A number of parents are stuck in a desperate battle with a church in Durban's upmarket suburbs that they accuse of "stealing" and brainwashing their teens.
Calling Grace Gospel Church in Pinetown a "mind-controlling" Christian cult, the parents claim girls have been married to men they hardly know, chosen for them by the church.
The church is a branch of Church Team Ministries International (CTMI), an international Christian group with head offices in Mauritius.
The group's leader, Basil O'Connell-Jones, was sent to Durban from another CTMI branch, Selborne Park Christian Church in Bulawayo, Zimbabwe, in 2003.
He is well known in charismatic Christian circles for his autobiography Amazing Grace, which details his time as a soldier in the then Rhodesian army and his near-death experience of being shot in the head and then overcoming the injury.
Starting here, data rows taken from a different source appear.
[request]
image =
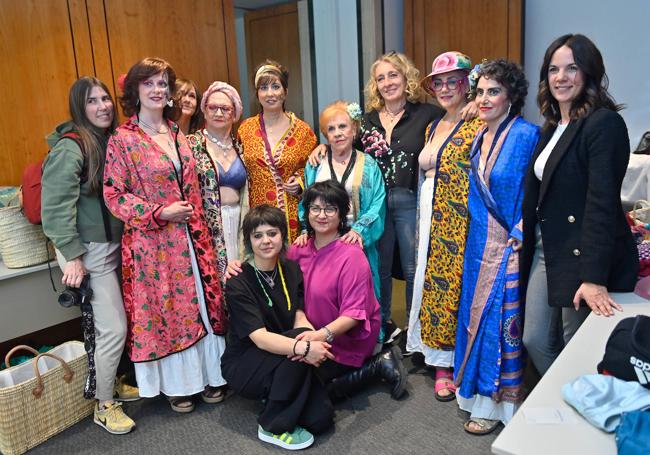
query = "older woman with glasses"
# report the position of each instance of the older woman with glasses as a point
(442, 220)
(221, 170)
(359, 175)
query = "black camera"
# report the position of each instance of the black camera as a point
(77, 296)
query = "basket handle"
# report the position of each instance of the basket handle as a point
(67, 376)
(20, 347)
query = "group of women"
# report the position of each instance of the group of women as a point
(208, 216)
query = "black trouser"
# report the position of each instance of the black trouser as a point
(294, 395)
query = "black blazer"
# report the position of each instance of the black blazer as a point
(578, 207)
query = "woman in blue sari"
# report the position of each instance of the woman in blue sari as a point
(489, 358)
(359, 174)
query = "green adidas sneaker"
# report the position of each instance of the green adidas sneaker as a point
(298, 439)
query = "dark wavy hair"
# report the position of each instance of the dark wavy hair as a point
(145, 68)
(594, 94)
(94, 141)
(270, 68)
(264, 214)
(511, 76)
(182, 87)
(330, 192)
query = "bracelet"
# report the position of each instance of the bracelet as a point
(329, 337)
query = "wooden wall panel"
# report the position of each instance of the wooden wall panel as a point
(192, 37)
(479, 28)
(37, 70)
(273, 33)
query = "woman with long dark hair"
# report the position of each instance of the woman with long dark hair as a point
(86, 236)
(577, 244)
(276, 145)
(171, 287)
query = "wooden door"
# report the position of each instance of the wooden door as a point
(482, 29)
(273, 33)
(196, 38)
(39, 65)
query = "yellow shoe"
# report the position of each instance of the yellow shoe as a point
(124, 392)
(113, 419)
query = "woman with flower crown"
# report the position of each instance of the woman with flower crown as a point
(359, 174)
(442, 220)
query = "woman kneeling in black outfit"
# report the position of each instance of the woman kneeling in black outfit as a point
(264, 319)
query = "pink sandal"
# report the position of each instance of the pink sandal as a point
(444, 381)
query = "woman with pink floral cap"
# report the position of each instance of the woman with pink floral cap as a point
(442, 220)
(221, 171)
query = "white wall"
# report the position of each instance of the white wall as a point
(620, 31)
(242, 62)
(336, 51)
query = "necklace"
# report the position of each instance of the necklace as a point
(162, 130)
(222, 145)
(393, 115)
(269, 277)
(269, 302)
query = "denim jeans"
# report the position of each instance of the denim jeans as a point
(399, 227)
(546, 329)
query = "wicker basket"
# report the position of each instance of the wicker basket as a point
(43, 397)
(22, 244)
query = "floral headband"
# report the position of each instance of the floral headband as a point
(266, 69)
(474, 75)
(354, 111)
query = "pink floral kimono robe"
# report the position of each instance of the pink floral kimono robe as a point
(160, 294)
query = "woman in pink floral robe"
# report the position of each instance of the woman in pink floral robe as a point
(172, 293)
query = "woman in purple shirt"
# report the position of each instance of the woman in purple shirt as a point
(339, 297)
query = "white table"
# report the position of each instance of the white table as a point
(580, 357)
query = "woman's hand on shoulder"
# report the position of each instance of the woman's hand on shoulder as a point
(352, 237)
(301, 240)
(317, 155)
(597, 298)
(233, 269)
(177, 212)
(73, 273)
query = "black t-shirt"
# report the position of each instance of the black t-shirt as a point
(398, 160)
(249, 309)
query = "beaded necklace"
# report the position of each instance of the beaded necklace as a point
(269, 302)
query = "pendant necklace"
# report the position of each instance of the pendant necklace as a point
(258, 273)
(162, 130)
(393, 115)
(223, 146)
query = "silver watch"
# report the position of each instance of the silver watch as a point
(330, 336)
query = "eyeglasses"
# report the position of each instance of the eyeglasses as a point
(315, 210)
(451, 84)
(225, 110)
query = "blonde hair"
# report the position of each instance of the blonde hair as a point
(414, 92)
(332, 110)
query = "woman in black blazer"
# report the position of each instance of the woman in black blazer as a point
(577, 244)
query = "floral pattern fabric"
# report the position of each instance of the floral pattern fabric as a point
(209, 184)
(266, 174)
(160, 293)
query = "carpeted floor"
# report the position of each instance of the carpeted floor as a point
(368, 423)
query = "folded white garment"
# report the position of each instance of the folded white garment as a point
(602, 399)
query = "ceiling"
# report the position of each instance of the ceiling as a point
(257, 4)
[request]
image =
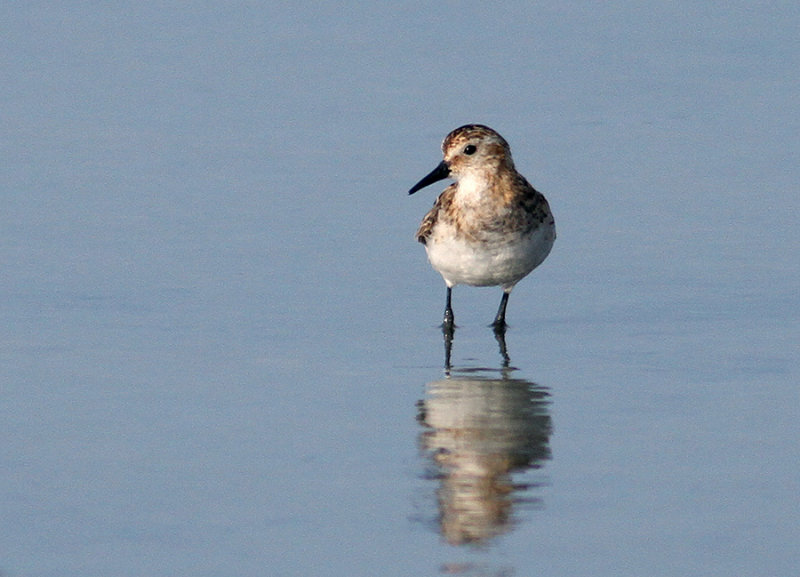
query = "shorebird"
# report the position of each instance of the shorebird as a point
(490, 227)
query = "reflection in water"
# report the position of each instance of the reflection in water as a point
(480, 427)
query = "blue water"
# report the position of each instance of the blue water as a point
(219, 351)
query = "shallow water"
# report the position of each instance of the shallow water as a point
(219, 350)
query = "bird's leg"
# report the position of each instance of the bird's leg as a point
(499, 323)
(449, 320)
(500, 336)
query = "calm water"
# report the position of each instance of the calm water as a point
(219, 351)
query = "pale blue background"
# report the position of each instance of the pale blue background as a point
(215, 323)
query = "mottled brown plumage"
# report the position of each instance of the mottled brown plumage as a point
(490, 227)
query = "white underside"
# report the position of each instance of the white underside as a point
(495, 263)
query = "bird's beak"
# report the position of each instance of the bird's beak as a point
(440, 172)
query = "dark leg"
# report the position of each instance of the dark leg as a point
(448, 329)
(448, 333)
(501, 340)
(499, 323)
(449, 320)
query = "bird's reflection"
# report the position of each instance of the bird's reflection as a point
(482, 426)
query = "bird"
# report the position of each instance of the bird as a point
(490, 227)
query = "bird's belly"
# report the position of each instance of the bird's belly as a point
(496, 261)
Now O'Connell-Jones is accused of ministering to many young people, aged between 18 and 30, and encouraging them to abandon their tertiary studies and careers and leave their families to live with him in his Hillcrest home or in other church leaders' homes.
CTMI is led by founder and televangelist Miki Hardy, who is said to live in luxury in Mauritius. The group is alleged to encourage its members to leave their home countries and go to the island to help build the Mauritian church and "serve the Lord".
Parents who have lost children to the group have formed the Concerned Parents Group, to fight the church.
They tell of how, when pastors initially approached the Grace Gospel Church with their concerns, including the church's aggressive recruitment of children from their churches, they were called "pathetic Pharisees", jealous of the church's secret doctrine, which no other church apparently has.
CTMI is considering suing the parent group for defamation, for calling it a cult and for accusing it of kidnapping children.
But the parents are undeterred. They believe that any court case would lift the lid on the church's activities.
Keith Brown, who was part of a team of members from other churches at a meeting with GGC leaders, says a CTMI leader bluntly told them: "Jesus did not come to bring peace in families but a sword".
Brown says his eldest son Stuart (then 27) was diagnosed with cancer in 2006 and died in a hospice after being cared for in church leaders' homes because the leaders "felt uncomfortable visiting Stuart in our home".
Steve and Heather Goddard, of Kloof, say their daughter, who they did not wish to name, has been a member of the church for almost three years and started avoiding her other Christian friends "in favour of members of Grace Gospel".
Anthony and Romaine Chaplin, of Durban North, say their son had been a top pupil at Kearsney College before going to study at the University of Cape Town.
Last April, he abandoned his studies to go to Mauritius.
The parents have now set up a website - www.ctmi concernedparents.com - with stories about their children and links to websites about dangerous cults and the characteristics of cults.
"This church has brainwashed our children. They are encouraged to reject their biological families and their studies and will more than likely be pushed into an arranged marriage," says one of parents.
But O'Connell-Jones's daughter Kara-Jane and her husband Richard Seynisch have defended the church, saying they are like any other young person in their age group.
"My life started and ended with drinking, clubbing, fornication and all other 'youthful lusts' that surrounded me," she says. "Then, during my first three weeks in Mauritius, I was bowled over by the light, the joy and the freedom that was so evidently oozing out of the people in the church."
But Melany Wood, 21, who attended a youth camp in Mauritius at the end of 2007, says: "People there are blinded. They are so struck by this church that they cannot see reality."
Another girl, 22, who wished to remain anonymous left the church in high school after she had questioned the teaching.
"I've seen my good friends, girls of 18 and 19, give up their dreams because the church labelled them 'worldly' and 'of the flesh'. They've had their lives mapped out for them, and some of them have been married off to men who were chosen for them by the church - guys they hardly know."
Leaders of the GGC did not wish to respond to the allegations. "CTMI is a non-denominational missionary organisation with thousands of members across 25 different countries. We do not wish to be involved in the dispute between four families and their relationships with their children, all of whom are major citizens.
"We have chosen therefore not to reply to any allegations against us and to leave it to the young adults themselves to address the issue, as they are the ones who are directly concerned," they said in an official statement to the Saturday Star.